Project ID: P202103100011
Hybrid Machine Learning Methods and Ensemble Voting for Identification of Parkinson’s Disease Subtypes
machine learning, image processing,
People with the below expertise are able to apply for this project: The individuals with enough experience in machine learning algorithms including dimension reduction algorithms, classifiers and clustering algorithms. The individual with enough experience in extracting radiomics features from each region of interest (via SERA package). The individual with enough experience in segmenting different regions via Free Surfer. Both programming languages Matlab and Python are acceptable, but Python works better for some people who aim at working on google Colab.

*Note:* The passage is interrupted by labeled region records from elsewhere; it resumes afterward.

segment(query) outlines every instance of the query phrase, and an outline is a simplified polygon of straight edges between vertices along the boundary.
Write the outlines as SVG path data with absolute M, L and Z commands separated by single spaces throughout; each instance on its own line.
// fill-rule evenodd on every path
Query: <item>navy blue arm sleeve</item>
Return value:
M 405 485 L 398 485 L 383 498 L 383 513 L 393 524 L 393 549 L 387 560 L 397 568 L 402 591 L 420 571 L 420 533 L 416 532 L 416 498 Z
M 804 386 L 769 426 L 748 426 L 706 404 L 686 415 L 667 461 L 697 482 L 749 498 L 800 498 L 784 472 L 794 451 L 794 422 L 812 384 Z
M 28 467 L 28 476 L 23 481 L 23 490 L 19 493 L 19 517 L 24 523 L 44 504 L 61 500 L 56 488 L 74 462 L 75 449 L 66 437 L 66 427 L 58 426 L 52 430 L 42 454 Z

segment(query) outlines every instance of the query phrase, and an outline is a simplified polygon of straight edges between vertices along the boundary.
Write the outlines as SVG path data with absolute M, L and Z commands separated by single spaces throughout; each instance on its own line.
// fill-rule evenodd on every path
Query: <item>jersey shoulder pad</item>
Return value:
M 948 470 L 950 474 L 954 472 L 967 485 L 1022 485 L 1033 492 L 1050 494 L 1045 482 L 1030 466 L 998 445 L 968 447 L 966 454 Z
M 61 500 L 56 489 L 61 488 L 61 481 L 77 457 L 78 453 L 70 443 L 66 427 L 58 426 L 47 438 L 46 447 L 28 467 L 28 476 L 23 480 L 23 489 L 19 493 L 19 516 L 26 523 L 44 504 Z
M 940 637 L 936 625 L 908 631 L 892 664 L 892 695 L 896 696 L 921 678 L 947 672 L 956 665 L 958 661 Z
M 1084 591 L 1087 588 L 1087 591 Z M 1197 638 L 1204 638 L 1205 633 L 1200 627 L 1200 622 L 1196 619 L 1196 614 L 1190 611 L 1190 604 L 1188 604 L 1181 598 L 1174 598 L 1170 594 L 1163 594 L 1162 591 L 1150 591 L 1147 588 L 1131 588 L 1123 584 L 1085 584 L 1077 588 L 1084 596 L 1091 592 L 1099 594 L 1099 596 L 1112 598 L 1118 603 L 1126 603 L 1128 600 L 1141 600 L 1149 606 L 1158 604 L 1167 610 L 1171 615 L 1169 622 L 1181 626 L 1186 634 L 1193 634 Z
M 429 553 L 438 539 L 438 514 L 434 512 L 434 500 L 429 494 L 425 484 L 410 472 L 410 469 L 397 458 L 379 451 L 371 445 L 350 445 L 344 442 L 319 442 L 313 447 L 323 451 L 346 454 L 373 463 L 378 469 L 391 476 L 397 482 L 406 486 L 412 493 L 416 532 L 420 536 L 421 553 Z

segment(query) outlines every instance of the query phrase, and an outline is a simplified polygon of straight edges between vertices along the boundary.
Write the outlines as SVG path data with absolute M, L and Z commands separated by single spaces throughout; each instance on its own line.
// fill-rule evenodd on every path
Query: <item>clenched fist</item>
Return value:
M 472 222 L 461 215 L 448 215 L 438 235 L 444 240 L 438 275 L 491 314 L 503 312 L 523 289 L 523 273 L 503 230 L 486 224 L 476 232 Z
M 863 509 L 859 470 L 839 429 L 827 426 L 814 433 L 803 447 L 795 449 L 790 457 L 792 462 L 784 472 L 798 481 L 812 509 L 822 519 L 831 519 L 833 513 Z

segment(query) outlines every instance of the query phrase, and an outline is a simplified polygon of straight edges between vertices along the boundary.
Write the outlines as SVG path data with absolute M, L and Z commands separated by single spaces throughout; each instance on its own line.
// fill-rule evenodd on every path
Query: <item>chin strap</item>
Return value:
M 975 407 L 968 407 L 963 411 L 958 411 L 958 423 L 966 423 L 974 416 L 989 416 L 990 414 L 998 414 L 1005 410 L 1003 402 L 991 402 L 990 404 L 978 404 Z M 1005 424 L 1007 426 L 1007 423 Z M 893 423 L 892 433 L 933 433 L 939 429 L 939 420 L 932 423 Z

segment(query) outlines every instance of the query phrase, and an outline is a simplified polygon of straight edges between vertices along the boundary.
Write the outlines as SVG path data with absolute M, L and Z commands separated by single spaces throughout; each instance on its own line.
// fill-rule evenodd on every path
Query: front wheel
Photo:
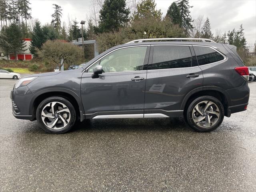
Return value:
M 218 128 L 224 118 L 224 107 L 219 100 L 202 96 L 192 101 L 186 112 L 189 126 L 200 132 L 208 132 Z
M 64 133 L 70 130 L 76 122 L 76 110 L 66 99 L 58 96 L 42 101 L 36 110 L 36 119 L 46 132 Z

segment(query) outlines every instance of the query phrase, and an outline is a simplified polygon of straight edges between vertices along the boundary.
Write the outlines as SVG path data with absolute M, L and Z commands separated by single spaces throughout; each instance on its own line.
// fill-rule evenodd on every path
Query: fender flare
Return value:
M 51 92 L 62 92 L 63 93 L 69 94 L 72 96 L 76 100 L 76 101 L 78 103 L 79 108 L 79 111 L 80 112 L 80 116 L 81 121 L 84 119 L 84 110 L 83 107 L 83 104 L 82 102 L 82 100 L 80 97 L 74 91 L 69 89 L 61 88 L 48 88 L 44 89 L 36 92 L 35 94 L 34 94 L 34 96 L 31 98 L 29 104 L 29 114 L 32 114 L 34 116 L 34 104 L 36 99 L 39 96 L 42 94 L 50 93 Z
M 188 100 L 188 99 L 192 95 L 200 92 L 207 90 L 217 91 L 222 93 L 224 95 L 227 100 L 227 101 L 228 102 L 228 106 L 230 105 L 230 98 L 229 95 L 226 90 L 222 88 L 216 86 L 206 86 L 196 88 L 196 89 L 193 89 L 187 94 L 183 100 L 181 104 L 181 109 L 182 110 L 184 110 L 186 104 Z

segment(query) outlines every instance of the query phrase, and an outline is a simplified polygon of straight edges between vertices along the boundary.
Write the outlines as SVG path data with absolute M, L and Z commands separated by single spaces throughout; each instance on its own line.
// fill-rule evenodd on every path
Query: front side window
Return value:
M 0 70 L 0 73 L 9 73 L 7 71 L 5 70 Z
M 194 49 L 199 65 L 214 63 L 224 59 L 220 53 L 210 47 L 194 46 Z
M 190 67 L 192 55 L 188 46 L 154 46 L 152 64 L 148 70 Z
M 96 65 L 102 66 L 103 73 L 143 70 L 147 46 L 138 46 L 115 51 L 91 66 L 88 72 L 93 72 Z

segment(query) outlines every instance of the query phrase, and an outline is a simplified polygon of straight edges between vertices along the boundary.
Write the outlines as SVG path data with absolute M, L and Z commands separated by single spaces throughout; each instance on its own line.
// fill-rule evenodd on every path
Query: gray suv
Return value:
M 113 47 L 77 69 L 31 75 L 12 91 L 12 113 L 51 133 L 86 119 L 184 116 L 215 130 L 246 110 L 248 68 L 236 47 L 205 39 L 148 39 Z

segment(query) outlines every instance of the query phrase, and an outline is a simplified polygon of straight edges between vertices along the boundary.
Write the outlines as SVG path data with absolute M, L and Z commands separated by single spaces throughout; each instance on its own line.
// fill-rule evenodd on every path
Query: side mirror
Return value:
M 93 68 L 93 74 L 92 76 L 92 78 L 99 78 L 99 74 L 102 73 L 102 66 L 100 65 L 98 65 Z

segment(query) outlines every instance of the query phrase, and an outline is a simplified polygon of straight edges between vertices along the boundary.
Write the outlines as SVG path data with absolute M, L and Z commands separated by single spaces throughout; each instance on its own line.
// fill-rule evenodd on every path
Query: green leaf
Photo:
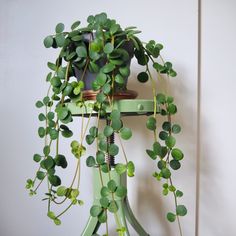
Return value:
M 122 128 L 122 121 L 117 118 L 117 119 L 112 119 L 112 123 L 111 123 L 111 127 L 115 130 L 115 131 L 119 131 Z
M 46 134 L 45 129 L 43 127 L 39 127 L 38 128 L 38 135 L 39 135 L 39 137 L 43 138 L 45 136 L 45 134 Z
M 132 161 L 129 161 L 127 164 L 127 174 L 129 177 L 133 177 L 134 176 L 134 171 L 135 171 L 135 166 L 134 163 Z
M 177 160 L 171 160 L 170 161 L 170 167 L 173 169 L 173 170 L 178 170 L 180 167 L 181 167 L 181 164 L 179 161 Z
M 48 180 L 55 187 L 61 185 L 61 179 L 57 175 L 49 175 Z
M 52 62 L 48 62 L 47 66 L 49 69 L 51 69 L 53 71 L 56 71 L 56 69 L 57 69 L 57 66 L 55 64 L 53 64 Z
M 106 45 L 104 46 L 104 49 L 103 51 L 106 53 L 106 54 L 110 54 L 114 49 L 114 46 L 112 45 L 112 43 L 106 43 Z
M 141 82 L 141 83 L 145 83 L 148 81 L 148 74 L 146 72 L 141 72 L 138 74 L 138 81 Z
M 43 171 L 37 171 L 36 176 L 39 180 L 43 180 L 45 177 L 46 173 L 44 173 Z
M 167 138 L 168 138 L 168 133 L 167 132 L 165 132 L 165 131 L 161 131 L 160 133 L 159 133 L 159 138 L 161 139 L 161 140 L 166 140 Z
M 106 76 L 106 74 L 100 72 L 96 76 L 96 80 L 97 80 L 98 85 L 103 86 L 107 81 L 107 76 Z
M 100 199 L 100 204 L 102 207 L 107 208 L 109 205 L 109 199 L 107 197 L 102 197 Z
M 164 104 L 166 102 L 166 96 L 162 93 L 157 94 L 156 99 L 160 104 Z
M 45 46 L 45 48 L 50 48 L 53 44 L 53 37 L 50 35 L 50 36 L 47 36 L 44 40 L 43 40 L 43 44 Z
M 123 66 L 119 68 L 119 72 L 123 77 L 128 77 L 130 75 L 130 69 L 128 66 Z
M 102 208 L 98 205 L 93 205 L 91 208 L 90 208 L 90 215 L 92 217 L 97 217 L 102 211 Z
M 60 186 L 57 188 L 57 196 L 58 197 L 63 197 L 67 193 L 67 188 L 65 186 Z
M 42 103 L 41 101 L 37 101 L 37 102 L 35 103 L 35 106 L 36 106 L 37 108 L 41 108 L 41 107 L 43 107 L 43 103 Z
M 163 169 L 161 170 L 161 174 L 162 174 L 162 177 L 163 177 L 164 179 L 169 179 L 170 176 L 171 176 L 171 172 L 170 172 L 170 170 L 169 170 L 168 168 L 163 168 Z
M 101 192 L 100 193 L 101 193 L 102 197 L 107 197 L 107 196 L 110 195 L 110 191 L 109 191 L 109 189 L 106 186 L 103 186 L 101 188 Z
M 76 53 L 78 55 L 78 57 L 87 57 L 87 49 L 83 46 L 79 46 L 76 48 Z
M 184 158 L 183 152 L 180 149 L 178 149 L 178 148 L 174 148 L 171 151 L 171 155 L 177 161 L 180 161 L 180 160 L 182 160 Z
M 118 186 L 115 192 L 117 197 L 125 197 L 127 195 L 127 188 L 124 186 Z
M 98 221 L 100 223 L 105 223 L 107 221 L 107 212 L 105 210 L 102 211 L 102 213 L 98 216 Z M 95 236 L 96 234 L 93 234 Z
M 180 133 L 180 131 L 181 131 L 181 127 L 180 127 L 178 124 L 174 124 L 174 125 L 172 126 L 172 132 L 173 132 L 174 134 L 178 134 L 178 133 Z
M 71 30 L 75 30 L 80 25 L 80 21 L 76 21 L 71 25 Z
M 116 213 L 118 211 L 118 205 L 117 205 L 116 201 L 111 200 L 108 210 L 112 213 Z
M 108 125 L 104 128 L 104 131 L 103 131 L 103 133 L 106 137 L 111 136 L 113 134 L 113 132 L 114 132 L 113 128 Z
M 171 131 L 171 123 L 169 121 L 165 121 L 162 124 L 162 129 L 165 130 L 165 131 L 170 132 Z
M 147 149 L 147 150 L 146 150 L 146 153 L 148 154 L 148 156 L 149 156 L 152 160 L 156 160 L 156 159 L 157 159 L 157 156 L 156 156 L 156 154 L 155 154 L 154 151 Z
M 117 74 L 115 76 L 115 81 L 117 84 L 120 84 L 120 85 L 123 85 L 125 83 L 124 78 L 120 74 Z
M 65 36 L 63 34 L 57 34 L 55 37 L 58 47 L 63 47 L 65 43 Z
M 61 154 L 56 155 L 54 161 L 57 166 L 60 166 L 63 169 L 65 169 L 67 167 L 67 160 L 64 155 L 61 155 Z
M 119 153 L 119 147 L 114 143 L 110 144 L 110 146 L 108 147 L 108 153 L 111 156 L 116 156 Z
M 103 66 L 102 72 L 105 73 L 105 74 L 108 74 L 111 71 L 113 71 L 115 68 L 116 68 L 115 65 L 113 65 L 111 63 L 108 63 L 105 66 Z
M 64 120 L 69 114 L 69 110 L 67 107 L 60 107 L 57 111 L 58 119 Z
M 178 205 L 176 207 L 176 214 L 179 216 L 185 216 L 187 214 L 187 209 L 184 205 Z
M 95 164 L 96 164 L 95 158 L 93 156 L 89 156 L 86 160 L 86 165 L 88 167 L 93 167 L 95 166 Z
M 41 161 L 41 156 L 39 154 L 34 154 L 33 159 L 35 162 L 40 162 Z
M 119 175 L 121 175 L 126 171 L 126 165 L 124 165 L 122 163 L 118 163 L 115 166 L 115 170 Z
M 176 191 L 176 197 L 182 197 L 184 194 L 180 190 Z
M 64 26 L 63 23 L 58 23 L 56 25 L 55 31 L 56 31 L 57 34 L 60 34 L 60 33 L 63 32 L 64 28 L 65 28 L 65 26 Z
M 122 139 L 124 140 L 128 140 L 132 137 L 132 131 L 130 128 L 125 128 L 123 127 L 121 130 L 120 130 L 120 136 Z
M 107 183 L 107 187 L 108 187 L 108 189 L 109 189 L 112 193 L 114 193 L 114 192 L 116 191 L 116 187 L 117 187 L 115 180 L 111 179 L 111 180 Z
M 106 100 L 106 96 L 104 93 L 99 93 L 96 96 L 97 102 L 103 103 Z
M 50 146 L 46 145 L 44 148 L 43 148 L 43 153 L 45 156 L 48 156 L 49 153 L 50 153 Z
M 173 136 L 168 136 L 165 140 L 165 144 L 168 148 L 173 148 L 175 146 L 176 140 Z
M 150 130 L 156 129 L 156 119 L 152 116 L 150 116 L 146 122 L 146 127 Z
M 171 104 L 168 105 L 167 111 L 170 114 L 174 115 L 177 112 L 177 107 L 173 103 L 171 103 Z
M 58 218 L 55 218 L 53 221 L 54 221 L 55 225 L 60 225 L 61 224 L 61 220 L 58 219 Z
M 73 132 L 69 129 L 61 131 L 61 134 L 65 138 L 70 138 L 73 136 Z
M 105 162 L 105 154 L 104 152 L 98 151 L 96 153 L 96 161 L 99 165 L 103 164 Z
M 168 212 L 166 215 L 166 218 L 169 222 L 174 222 L 176 219 L 176 215 L 171 212 Z
M 52 219 L 52 220 L 54 220 L 54 219 L 56 218 L 55 213 L 52 212 L 52 211 L 49 211 L 48 214 L 47 214 L 47 216 L 48 216 L 50 219 Z

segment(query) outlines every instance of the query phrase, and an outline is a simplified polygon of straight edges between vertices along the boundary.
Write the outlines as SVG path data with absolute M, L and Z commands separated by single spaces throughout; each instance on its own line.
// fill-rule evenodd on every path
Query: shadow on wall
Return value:
M 151 89 L 150 84 L 143 84 L 139 86 L 139 84 L 136 83 L 136 78 L 132 76 L 128 87 L 132 88 L 133 90 L 136 90 L 139 94 L 139 99 L 151 99 Z M 177 81 L 174 81 L 173 84 L 171 81 L 171 85 L 168 87 L 168 95 L 172 95 L 176 99 L 176 104 L 181 111 L 176 115 L 174 118 L 174 122 L 181 124 L 181 127 L 183 129 L 183 136 L 180 135 L 180 137 L 177 137 L 178 140 L 180 140 L 180 143 L 184 143 L 184 146 L 181 147 L 184 150 L 185 156 L 188 156 L 190 160 L 184 161 L 185 169 L 187 169 L 188 173 L 184 173 L 185 175 L 192 175 L 190 179 L 192 178 L 191 183 L 189 184 L 189 188 L 191 189 L 191 193 L 195 192 L 195 138 L 196 138 L 196 129 L 193 126 L 193 120 L 192 117 L 196 117 L 195 114 L 195 108 L 193 107 L 193 104 L 186 105 L 186 97 L 191 97 L 189 94 L 189 91 L 186 91 L 186 88 L 183 84 L 183 81 L 176 79 Z M 141 89 L 140 89 L 141 87 Z M 162 82 L 158 81 L 158 92 L 166 91 L 167 84 L 166 80 L 163 80 Z M 184 106 L 180 107 L 181 104 L 184 104 Z M 190 114 L 189 116 L 184 116 L 183 114 Z M 162 182 L 157 182 L 151 175 L 155 171 L 156 162 L 152 161 L 150 158 L 147 157 L 145 154 L 145 149 L 150 148 L 153 143 L 153 137 L 151 135 L 151 132 L 148 131 L 145 127 L 146 119 L 147 117 L 141 117 L 141 118 L 135 118 L 138 119 L 138 122 L 134 121 L 133 119 L 127 119 L 126 125 L 128 125 L 142 140 L 139 141 L 139 144 L 135 145 L 137 146 L 137 149 L 139 151 L 142 151 L 145 159 L 141 160 L 142 163 L 139 163 L 141 167 L 137 168 L 137 171 L 140 171 L 141 174 L 136 174 L 136 190 L 133 197 L 134 202 L 136 202 L 136 208 L 134 209 L 134 212 L 138 215 L 138 220 L 140 219 L 141 224 L 143 227 L 149 232 L 151 235 L 160 234 L 162 236 L 173 236 L 174 232 L 176 232 L 175 227 L 174 229 L 172 225 L 166 220 L 166 209 L 169 208 L 169 204 L 171 204 L 172 207 L 172 199 L 169 201 L 169 198 L 166 198 L 162 195 Z M 139 122 L 141 121 L 141 122 Z M 142 123 L 142 125 L 140 125 Z M 145 130 L 145 131 L 144 131 Z M 144 136 L 145 135 L 145 136 Z M 136 140 L 137 141 L 137 140 Z M 187 150 L 185 150 L 187 149 Z M 131 158 L 132 159 L 132 158 Z M 135 161 L 136 163 L 136 161 Z M 143 171 L 148 170 L 148 171 Z M 194 174 L 193 174 L 194 173 Z M 178 175 L 178 173 L 177 173 Z M 181 174 L 179 174 L 181 176 Z M 183 182 L 188 182 L 188 178 L 180 178 L 178 177 L 178 180 Z M 181 182 L 177 181 L 177 185 L 181 186 Z M 179 184 L 180 183 L 180 184 Z M 186 184 L 184 184 L 186 186 Z M 181 189 L 181 188 L 180 188 Z M 187 189 L 184 189 L 187 191 Z M 188 192 L 190 192 L 188 190 Z M 172 196 L 171 196 L 172 197 Z M 195 196 L 194 198 L 191 198 L 191 206 L 195 205 Z M 194 207 L 192 207 L 194 208 Z M 194 209 L 191 209 L 192 215 L 194 216 Z M 194 218 L 190 219 L 191 221 L 194 221 Z M 174 230 L 174 231 L 173 231 Z

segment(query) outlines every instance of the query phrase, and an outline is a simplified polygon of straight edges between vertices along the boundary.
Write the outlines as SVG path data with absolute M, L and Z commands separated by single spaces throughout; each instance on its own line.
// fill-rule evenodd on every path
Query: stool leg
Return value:
M 135 218 L 135 216 L 130 208 L 129 201 L 128 201 L 127 197 L 124 199 L 124 210 L 125 210 L 125 216 L 126 216 L 127 220 L 133 226 L 133 228 L 137 232 L 137 234 L 140 236 L 149 236 L 149 234 L 144 230 L 144 228 L 139 224 L 139 222 Z

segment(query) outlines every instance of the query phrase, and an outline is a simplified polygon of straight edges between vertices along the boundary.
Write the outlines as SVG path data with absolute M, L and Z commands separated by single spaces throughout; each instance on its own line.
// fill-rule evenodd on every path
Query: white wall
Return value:
M 235 1 L 206 1 L 203 4 L 203 71 L 201 116 L 201 236 L 236 235 L 233 227 L 235 185 L 233 177 L 233 134 L 235 111 L 234 52 Z M 197 0 L 150 1 L 30 1 L 2 0 L 0 5 L 0 235 L 41 236 L 80 235 L 91 203 L 91 174 L 82 173 L 82 199 L 85 206 L 73 209 L 56 227 L 46 217 L 41 197 L 29 198 L 25 180 L 33 175 L 32 154 L 41 150 L 37 138 L 35 100 L 46 90 L 44 77 L 47 61 L 55 51 L 45 49 L 43 38 L 58 22 L 68 27 L 79 19 L 85 23 L 89 14 L 105 11 L 123 26 L 136 25 L 143 40 L 156 39 L 165 45 L 164 57 L 178 71 L 171 80 L 170 92 L 179 105 L 177 122 L 183 126 L 178 145 L 185 151 L 182 174 L 176 185 L 185 196 L 189 213 L 182 219 L 184 235 L 195 232 L 195 177 L 197 123 Z M 214 29 L 214 27 L 216 28 Z M 132 77 L 138 73 L 133 65 Z M 147 87 L 137 87 L 140 98 L 147 97 Z M 213 100 L 214 99 L 214 100 Z M 129 182 L 131 205 L 151 235 L 175 236 L 177 225 L 164 220 L 172 199 L 163 199 L 160 187 L 148 175 L 152 163 L 144 154 L 151 141 L 145 118 L 126 118 L 134 131 L 131 145 L 126 144 L 130 159 L 137 163 L 137 179 Z M 74 128 L 78 128 L 75 125 Z M 144 126 L 144 125 L 143 125 Z M 218 131 L 218 132 L 217 132 Z M 145 134 L 145 137 L 144 137 Z M 137 147 L 135 150 L 131 147 Z M 68 152 L 66 146 L 62 147 Z M 71 171 L 73 168 L 70 168 Z M 147 173 L 145 170 L 148 170 Z M 67 174 L 68 175 L 68 174 Z M 65 176 L 69 178 L 68 176 Z M 148 194 L 147 194 L 148 192 Z M 43 193 L 43 191 L 42 191 Z M 135 234 L 133 234 L 135 235 Z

Objectives: It is important to subdivide Parkinson’s disease (PD) into specific subtypes, since homogeneous groups of patients are more likely to share genetic and pathological features, enabling potentially earlier disease recognition and more tailored treatment strategies. We aim to identify PD subtypes by using advanced hybrid machine learning (ML) methods followed by ensemble voting. Methods: A timeless dataset consisting of 885 studies was derived from longitudinal datasets (years 0, 1, 2 and 4; Parkinson’s Progressive Marker Initiative). Segmentation of dorsal striatum (DS) on DAT SPECT images was performed via MRI. Radiomic features of DS were extracted using our standardized SERA software. Hybrid ML systems were constructed invoking: 16 feature reduction algorithms (FRAs), 14 clustering algorithms (CAs) and 16 classifiers (Cs). The C-index evaluation method was initially used on each trajectory (hybrid system) to optimize number of derived clusters (from range of 2-10 clusters). We then selected optimal number of subtypes, for all trajectories, through both Average of Classifier Performance (AOCP) and Average of Correlation Factor (AOCF); AOCF assessed how well results from different clustering methods correlate with one another, while AOCP assesses accuracies in ultimate classification. Finally, employing ensemble voting enabled us to assign patients to different subtypes based on comprehensive voting by different hybrid systems. To do this, first we applied t-distributed Stochastic Neighbor Embedding (t-SNE) analysis to the list of subtypes resulting from the different trajectories, in order to transform the high-dimensional dataset into 2 dimensions in such a way that similar datapoints are modeled by nearby datapoints and dissimilar datapoints are modeled by distant datapoints with high probability. Subsequently, using hierarchical agglomerative clustering enabled identification of 3 distinct sub-clusters.